Once it's all finished, Elvis Costello will just be remembered as "the other" Elvis.
He will be remembered fondly by his legion of devotees, yes, but he will still be Elvis No. 2, obscured somewhere behind the Presley guy.
But hey... who cares? Elvis P. is dead. Elvis C. isn't. And that's what matters right now.
After all, it's Elvis C. who has a new record. Brutal Youth, released earlier this month, is Mr. Costello's second offering in the last year. But it's his first "real" record in three years. And his first "real, real" record in eight years.
Well, it's like this... Elvis, since arriving on the music scene with My Aim is True in 1977, has worked extensively with his backing band, The Attractions. And it was great. He built a massive group of devout fans with his versatile style of energetic and angry pop music Which he expressed in a few different styles — punk, rock, country, blues and a few unmentionables.
But after a dozen or so records, the last being the brilliant Blood and Chocolate in 1986, Elvis and the Attractions parted ways.
Elvis went on to essentially lose his guitar — or maybe he just forgot how to play it — as other instruments filled the space — lots of horns, lots of keyboards and plenty of strings.
Elvis' first post-Attractions record, King of America, (1986) was atypically pop-folk-country which so greatly contrasted some of his earlier material that the split between Costello and his band became intensified. But it had some great stuff on it.
After a few years came Spike, (1989) also brilliant and also a nice change. But what had happened to the old Elvis? Mighty Like A Rose (1991) was an inferior and slightly harder version of Spike and it too felt slightly non-Elvis-like. Everything was finally thrown out the window with The Juliet Letters, (1993) an entirely classical record with Elvis wailing above the cello and violin of the Brodsky Quartet. Another nice offering, but by The Juliet Letters it had been eight years since Elvis had been Elvis. Was he getting soft?
It turns out he wasn't. Elvis and the Attractions have struck back with a host of "classic" songs on Brutal Youth which closely enough resemble the early angst-filled days to raise a wry smile.
"Kinder Murder," "13 Steps Lead Down," (maybe the hit from this record... like "Veronica" was from Spike) and "Just About Glad" are exactly what Elvis needed to do after the last eight years.

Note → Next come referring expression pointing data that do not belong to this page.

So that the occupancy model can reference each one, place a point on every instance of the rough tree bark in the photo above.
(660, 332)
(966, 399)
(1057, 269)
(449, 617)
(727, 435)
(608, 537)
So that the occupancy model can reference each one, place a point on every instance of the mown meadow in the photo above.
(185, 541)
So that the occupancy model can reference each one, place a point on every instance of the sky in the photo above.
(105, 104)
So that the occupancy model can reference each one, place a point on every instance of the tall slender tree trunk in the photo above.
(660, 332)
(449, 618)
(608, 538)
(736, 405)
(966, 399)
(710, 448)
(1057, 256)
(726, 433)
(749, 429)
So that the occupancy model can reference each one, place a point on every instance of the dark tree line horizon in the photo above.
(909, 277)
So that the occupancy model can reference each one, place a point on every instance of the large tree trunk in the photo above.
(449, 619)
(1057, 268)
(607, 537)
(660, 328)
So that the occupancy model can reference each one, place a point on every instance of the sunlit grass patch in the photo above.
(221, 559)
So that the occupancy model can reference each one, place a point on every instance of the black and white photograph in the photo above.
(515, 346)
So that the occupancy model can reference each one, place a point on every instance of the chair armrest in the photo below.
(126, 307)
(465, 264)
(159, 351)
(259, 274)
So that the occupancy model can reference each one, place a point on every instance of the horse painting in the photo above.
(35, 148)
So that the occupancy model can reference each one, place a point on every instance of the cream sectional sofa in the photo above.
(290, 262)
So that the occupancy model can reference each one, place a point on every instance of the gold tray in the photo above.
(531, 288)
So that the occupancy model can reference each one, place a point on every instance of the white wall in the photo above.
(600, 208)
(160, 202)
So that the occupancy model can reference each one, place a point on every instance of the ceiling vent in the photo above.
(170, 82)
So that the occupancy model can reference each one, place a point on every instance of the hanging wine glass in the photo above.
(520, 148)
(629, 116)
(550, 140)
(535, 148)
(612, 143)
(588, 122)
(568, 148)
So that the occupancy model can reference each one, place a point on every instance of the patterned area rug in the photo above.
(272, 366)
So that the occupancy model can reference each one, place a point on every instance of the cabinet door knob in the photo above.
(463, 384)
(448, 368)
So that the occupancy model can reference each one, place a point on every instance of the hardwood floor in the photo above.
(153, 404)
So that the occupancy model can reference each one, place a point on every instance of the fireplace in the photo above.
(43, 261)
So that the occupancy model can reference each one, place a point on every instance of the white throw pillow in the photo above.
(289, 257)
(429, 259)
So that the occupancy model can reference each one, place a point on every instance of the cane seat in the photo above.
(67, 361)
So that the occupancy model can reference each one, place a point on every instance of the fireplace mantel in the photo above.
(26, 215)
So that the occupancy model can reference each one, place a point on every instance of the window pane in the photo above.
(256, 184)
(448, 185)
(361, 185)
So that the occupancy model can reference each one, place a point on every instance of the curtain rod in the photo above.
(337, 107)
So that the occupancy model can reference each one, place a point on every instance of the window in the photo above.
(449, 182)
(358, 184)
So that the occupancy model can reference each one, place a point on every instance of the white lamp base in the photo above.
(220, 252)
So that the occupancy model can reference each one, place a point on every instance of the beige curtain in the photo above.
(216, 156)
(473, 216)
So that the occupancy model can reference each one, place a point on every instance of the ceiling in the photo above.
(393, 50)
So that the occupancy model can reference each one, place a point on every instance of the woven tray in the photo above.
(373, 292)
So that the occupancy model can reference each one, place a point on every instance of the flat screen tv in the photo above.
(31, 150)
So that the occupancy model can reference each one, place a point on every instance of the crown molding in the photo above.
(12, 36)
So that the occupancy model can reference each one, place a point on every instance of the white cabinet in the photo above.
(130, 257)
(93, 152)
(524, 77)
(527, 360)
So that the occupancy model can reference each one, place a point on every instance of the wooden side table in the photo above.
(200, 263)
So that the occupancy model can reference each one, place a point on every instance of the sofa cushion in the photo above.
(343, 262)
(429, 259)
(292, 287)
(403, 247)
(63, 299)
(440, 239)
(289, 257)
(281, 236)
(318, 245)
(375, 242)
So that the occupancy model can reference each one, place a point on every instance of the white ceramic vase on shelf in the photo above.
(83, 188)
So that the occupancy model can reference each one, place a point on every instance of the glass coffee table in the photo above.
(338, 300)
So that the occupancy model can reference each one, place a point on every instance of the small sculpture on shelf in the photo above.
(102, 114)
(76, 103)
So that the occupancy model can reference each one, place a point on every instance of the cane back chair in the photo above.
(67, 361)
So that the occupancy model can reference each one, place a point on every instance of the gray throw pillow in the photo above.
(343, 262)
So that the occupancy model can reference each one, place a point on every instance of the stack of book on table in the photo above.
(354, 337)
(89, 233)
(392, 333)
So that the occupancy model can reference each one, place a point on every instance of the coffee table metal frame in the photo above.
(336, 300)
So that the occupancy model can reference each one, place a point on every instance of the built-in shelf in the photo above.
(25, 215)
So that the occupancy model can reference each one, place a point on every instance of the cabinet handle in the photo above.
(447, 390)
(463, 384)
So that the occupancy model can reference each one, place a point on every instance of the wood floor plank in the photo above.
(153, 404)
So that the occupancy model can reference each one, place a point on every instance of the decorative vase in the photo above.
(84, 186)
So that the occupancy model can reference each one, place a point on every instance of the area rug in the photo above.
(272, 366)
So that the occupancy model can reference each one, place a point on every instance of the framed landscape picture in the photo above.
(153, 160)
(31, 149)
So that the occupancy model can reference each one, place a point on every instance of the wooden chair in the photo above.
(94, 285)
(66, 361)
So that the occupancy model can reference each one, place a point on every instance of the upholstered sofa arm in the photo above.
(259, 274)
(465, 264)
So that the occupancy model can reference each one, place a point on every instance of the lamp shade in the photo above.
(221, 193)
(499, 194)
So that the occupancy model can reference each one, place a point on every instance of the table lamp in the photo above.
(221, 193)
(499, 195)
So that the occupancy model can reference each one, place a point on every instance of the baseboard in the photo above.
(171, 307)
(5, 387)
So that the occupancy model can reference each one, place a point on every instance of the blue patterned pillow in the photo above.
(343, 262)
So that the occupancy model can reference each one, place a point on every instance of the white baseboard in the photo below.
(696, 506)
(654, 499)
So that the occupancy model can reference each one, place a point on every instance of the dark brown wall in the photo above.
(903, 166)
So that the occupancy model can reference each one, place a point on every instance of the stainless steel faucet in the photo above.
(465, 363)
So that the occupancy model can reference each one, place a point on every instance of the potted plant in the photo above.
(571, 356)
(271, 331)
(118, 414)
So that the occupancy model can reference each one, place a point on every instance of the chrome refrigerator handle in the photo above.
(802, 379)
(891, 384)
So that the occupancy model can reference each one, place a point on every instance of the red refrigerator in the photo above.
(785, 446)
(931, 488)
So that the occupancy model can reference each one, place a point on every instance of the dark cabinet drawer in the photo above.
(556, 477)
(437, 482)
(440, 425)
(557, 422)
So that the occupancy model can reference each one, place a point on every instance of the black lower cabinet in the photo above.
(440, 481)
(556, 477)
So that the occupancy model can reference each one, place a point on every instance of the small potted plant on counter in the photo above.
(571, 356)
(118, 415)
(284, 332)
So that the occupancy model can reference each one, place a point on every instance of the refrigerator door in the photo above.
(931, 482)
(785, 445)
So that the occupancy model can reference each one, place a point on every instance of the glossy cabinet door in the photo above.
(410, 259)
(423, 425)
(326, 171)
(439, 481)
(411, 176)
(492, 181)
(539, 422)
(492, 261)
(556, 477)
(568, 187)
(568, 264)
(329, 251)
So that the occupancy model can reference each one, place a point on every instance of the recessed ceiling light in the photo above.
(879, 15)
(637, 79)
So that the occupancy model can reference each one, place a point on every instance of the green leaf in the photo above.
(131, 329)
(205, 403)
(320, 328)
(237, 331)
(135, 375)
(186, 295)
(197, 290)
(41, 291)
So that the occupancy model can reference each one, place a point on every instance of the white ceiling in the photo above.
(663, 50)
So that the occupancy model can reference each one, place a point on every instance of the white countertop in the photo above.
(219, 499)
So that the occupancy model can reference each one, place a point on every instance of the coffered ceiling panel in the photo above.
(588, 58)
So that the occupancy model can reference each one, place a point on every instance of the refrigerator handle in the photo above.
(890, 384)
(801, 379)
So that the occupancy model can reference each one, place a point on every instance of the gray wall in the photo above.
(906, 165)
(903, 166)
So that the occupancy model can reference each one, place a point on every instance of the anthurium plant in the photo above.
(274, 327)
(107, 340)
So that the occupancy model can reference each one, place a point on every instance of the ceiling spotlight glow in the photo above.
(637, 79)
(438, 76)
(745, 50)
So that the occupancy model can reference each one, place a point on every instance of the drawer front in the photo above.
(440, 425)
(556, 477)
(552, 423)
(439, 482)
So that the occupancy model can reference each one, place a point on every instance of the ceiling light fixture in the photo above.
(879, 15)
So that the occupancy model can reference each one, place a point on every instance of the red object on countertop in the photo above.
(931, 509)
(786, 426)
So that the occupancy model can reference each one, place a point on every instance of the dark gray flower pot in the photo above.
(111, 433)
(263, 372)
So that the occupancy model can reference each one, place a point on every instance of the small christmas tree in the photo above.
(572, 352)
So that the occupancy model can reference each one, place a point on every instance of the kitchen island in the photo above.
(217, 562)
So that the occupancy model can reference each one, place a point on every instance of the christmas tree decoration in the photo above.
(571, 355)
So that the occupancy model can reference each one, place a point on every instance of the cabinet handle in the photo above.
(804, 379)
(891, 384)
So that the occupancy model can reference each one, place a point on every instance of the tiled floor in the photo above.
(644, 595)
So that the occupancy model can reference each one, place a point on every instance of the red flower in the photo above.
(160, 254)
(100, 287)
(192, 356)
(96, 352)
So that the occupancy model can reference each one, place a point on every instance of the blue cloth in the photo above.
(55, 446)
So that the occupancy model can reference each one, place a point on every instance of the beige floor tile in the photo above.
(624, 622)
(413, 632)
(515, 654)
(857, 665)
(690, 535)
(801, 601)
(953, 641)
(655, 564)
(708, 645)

It doesn't sound as if there was any extended thought on Brutal Youth or any extra tinkering with the arrangements — all you'll find are straightforward pop tunes twinged with that anger and passion that creates the difference between Elvis C. and Elvis P.
Brutal Youth also features some somber moments — moments which have always seemed to be a Perfect venue for Elvis' spite. "This is Hell," "You Tripped at Every Step," and "Still Too Soon to Know" are slow and sound pretty but are quite scathing in reality.
The lone stinker — and this is a real stinker — is "Sulky Girl," (great title, weak tune) a song barely worthy of Sade. In fact, it sounds as if Sade wrote the darn thing. Remember Sade? OK... stop remembering.
A neat chorus nearly saves this one, but every time it threatens to get interesting, Elvis slips back into the Sade thing. Oh dear.
But one clunker can't drag this record down. What is important is that Elvis is back. No strings. No funky arrangements. No quartets. He's really back.
So have a party. Invite your friends. This Elvis is still alive.